Another danger of this punishment is that the real perpetrators – Graham Spanier, Tim Curley – will be forgotten nationally, and that some of the real starstruck individuals, like Ed Rendell or Tom Corbett (governors of Pennsylvania, the latter the AG) turned a blind eye to this stuff and dragged their feet on any sort of investigation. Could this have been a teaching moment about where football lies in big time university culture? Sure – but it seems the form and target of the NCAA and public’s ill will is really more about vengeance than trying to actually solve anything.

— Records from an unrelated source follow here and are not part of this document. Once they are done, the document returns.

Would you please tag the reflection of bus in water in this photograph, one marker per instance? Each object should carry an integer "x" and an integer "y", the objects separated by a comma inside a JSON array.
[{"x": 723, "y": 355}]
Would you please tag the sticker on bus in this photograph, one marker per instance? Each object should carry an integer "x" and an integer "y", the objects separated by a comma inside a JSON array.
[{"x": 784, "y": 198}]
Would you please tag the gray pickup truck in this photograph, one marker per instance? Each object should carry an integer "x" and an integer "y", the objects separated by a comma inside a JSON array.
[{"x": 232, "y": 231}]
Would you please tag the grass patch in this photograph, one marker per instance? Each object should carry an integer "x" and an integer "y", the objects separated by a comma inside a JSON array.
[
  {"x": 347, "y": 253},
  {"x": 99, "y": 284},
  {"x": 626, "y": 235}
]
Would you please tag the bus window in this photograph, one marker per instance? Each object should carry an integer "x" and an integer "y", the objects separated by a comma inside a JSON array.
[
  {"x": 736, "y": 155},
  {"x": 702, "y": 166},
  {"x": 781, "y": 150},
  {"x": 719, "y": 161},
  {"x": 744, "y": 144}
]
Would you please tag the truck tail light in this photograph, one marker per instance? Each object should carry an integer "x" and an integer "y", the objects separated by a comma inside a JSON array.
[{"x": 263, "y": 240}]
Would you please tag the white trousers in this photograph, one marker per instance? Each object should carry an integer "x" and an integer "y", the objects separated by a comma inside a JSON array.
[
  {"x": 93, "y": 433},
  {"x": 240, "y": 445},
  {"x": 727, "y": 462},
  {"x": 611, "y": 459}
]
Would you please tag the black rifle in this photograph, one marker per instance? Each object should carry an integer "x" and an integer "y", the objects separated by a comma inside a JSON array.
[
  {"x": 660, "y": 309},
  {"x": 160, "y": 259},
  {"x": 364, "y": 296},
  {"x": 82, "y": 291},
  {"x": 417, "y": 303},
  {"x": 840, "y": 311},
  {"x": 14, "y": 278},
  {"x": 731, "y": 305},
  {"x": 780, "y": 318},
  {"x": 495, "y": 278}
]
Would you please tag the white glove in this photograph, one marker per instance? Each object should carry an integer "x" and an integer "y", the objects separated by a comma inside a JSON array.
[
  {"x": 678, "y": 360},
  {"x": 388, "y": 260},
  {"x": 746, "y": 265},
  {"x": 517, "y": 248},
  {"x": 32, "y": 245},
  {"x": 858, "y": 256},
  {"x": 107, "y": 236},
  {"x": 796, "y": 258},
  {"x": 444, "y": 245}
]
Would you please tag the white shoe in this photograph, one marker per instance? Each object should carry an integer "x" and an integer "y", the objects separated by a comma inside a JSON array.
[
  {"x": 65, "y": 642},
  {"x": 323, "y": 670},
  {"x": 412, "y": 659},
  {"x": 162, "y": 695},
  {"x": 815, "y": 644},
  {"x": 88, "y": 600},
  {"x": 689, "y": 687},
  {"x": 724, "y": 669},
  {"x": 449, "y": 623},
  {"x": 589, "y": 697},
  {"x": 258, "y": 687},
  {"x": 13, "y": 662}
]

The sanctions are going to kill Penn State for the next decade at least, and in terms of magnitude clearly matched up with the crime. Where one can quibble is the jurisdiction – is this the NCAA’s job and why were the individuals most responsible not addressed separately? (Graham Spanier clearly should not be running a Wendy’s let alone a major university) Does this mean the NCAA will intervene in other legal cases involving sports teams – and continue to rely on secondary sources like the Freeh report – without giving the teams any real recourse to defend themselves? And even so, will the atrophying of a football brand really scare SEC or Big Ten fans straight about the role of football in university culture? Will the lights REALLY go on in Gainesville? Ultimately this was an ad hoc solution for the NCAA to save face that it is really serving a function, while sating the public need for vengeance for such a horrible crime against children. But to think that this episode will do anything to help the relationship between big time football and big time football universes is very very silly.